Now, this is not a plea for diversity (although, trust me, I’m all for a more multicultural workforce) but the showing of a growing consumer reality. As Americans crave new cultural experiences, the demand for foreign products is booming. According to Sopexa’s latest foodie study, exotic foods are on the rise, in fact, with 94% of Americans angling towards world cuisines. And while, of course, the US is a place where cultures have historically converged, Americans’ hunger for new culinary lifestyles has been triggered by two specific factors: obesity and technology.
After decades of increases in obesity, Americans started to care more about the nutritional qualities and provenance of what they eat and drink. Conscious eating led people to look for fresh, low-fat and non-processed foods. Quickly, the Mediterranean diet became a thing. And so did local products from the region. Today, experts say African cuisine – with the rise of healthy spices like harissa, or cooking methods like tagine – will be pushing Mexican aside as the ethnic flavour of the moment. All of that means eating better is now more than a lifestyle; it’s a discovery, an adventure. Clearly, winning over modern foodies means we need to think outside the box, starting with hiring people who have travelled, lived outside of their comfort zone, and can adjust their creative mindset to bridge cultures. After all, who else is better suited than an expat to explore, identify and spread new culinary ideas?
That is why our food system needs more international input from people who understand how behaviours evolve locally, while importing with them innovative, tasteful hacks that will delight the increasingly food-savvy Americans. These care about calorie intake, keeping their mind sharp and heart healthy, without sacrificing the discovery and enjoyment of creative flavours. This discovery extends beyond the flavours themselves: recent studies have shown that millennials – today’s largest and most diverse US demographic – care more and more about the story of a product or a brand. Stories of provenance, culture, nutrition and sustainability are now at the heart of the business equation. And the way to tell them is online, with 86% of American foodies saying the internet is their number one source of food information. And with 66% of foodies bragging about their preferences on social media, companies have everything to win by sharing their stories with them online.

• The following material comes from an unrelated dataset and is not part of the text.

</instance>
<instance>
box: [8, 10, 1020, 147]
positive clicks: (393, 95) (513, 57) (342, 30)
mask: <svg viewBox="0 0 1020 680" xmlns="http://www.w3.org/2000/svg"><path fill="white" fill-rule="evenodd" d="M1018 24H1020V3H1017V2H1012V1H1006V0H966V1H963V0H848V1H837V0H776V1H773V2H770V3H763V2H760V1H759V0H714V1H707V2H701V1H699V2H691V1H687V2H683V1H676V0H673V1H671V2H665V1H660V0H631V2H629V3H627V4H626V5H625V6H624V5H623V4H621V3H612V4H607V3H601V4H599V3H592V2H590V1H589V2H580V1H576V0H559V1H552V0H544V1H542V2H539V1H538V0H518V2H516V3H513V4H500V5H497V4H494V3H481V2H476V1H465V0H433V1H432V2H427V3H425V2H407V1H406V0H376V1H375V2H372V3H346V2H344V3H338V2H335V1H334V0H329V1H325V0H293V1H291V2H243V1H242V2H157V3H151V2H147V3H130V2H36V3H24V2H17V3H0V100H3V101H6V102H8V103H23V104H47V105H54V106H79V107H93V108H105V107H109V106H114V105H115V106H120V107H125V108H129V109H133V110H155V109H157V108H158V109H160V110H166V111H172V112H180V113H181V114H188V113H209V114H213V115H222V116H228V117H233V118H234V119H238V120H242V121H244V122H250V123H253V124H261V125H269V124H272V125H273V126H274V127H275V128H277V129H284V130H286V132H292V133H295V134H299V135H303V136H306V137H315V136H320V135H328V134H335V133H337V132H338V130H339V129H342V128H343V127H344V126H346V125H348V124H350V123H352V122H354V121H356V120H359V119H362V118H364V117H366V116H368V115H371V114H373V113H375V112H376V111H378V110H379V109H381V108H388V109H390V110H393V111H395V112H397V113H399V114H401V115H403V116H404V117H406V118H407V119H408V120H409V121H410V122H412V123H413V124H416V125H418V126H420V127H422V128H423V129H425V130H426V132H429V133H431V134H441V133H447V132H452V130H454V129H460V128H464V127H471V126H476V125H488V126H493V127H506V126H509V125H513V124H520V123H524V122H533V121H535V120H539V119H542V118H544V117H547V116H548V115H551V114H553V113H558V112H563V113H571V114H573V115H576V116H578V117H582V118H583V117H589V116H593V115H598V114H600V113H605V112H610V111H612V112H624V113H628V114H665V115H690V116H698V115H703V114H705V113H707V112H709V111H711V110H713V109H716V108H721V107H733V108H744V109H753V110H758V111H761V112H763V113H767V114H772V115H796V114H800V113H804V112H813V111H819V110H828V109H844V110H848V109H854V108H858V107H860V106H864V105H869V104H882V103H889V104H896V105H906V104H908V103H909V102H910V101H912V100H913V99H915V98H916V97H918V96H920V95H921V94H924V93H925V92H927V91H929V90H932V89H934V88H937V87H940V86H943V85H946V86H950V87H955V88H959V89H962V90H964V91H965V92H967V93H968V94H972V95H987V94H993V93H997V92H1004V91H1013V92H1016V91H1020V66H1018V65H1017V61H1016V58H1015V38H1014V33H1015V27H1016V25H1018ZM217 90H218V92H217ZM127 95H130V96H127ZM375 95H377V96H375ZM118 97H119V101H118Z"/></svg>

So with the digitalisation of foodies and increasing worldliness of millennials, food and beverage brands need to arm themselves with talent with transient experience, who can reinvent their universe by injecting some fresh, nonconformist perspectives into their storylines. But this means we, as an industry, need to go the extra mile in order to bring in people who get cross-cultural nuances, who think both global and local, and can foresee and shape the food and beverage trends that will build long lasting relationships with American consumers.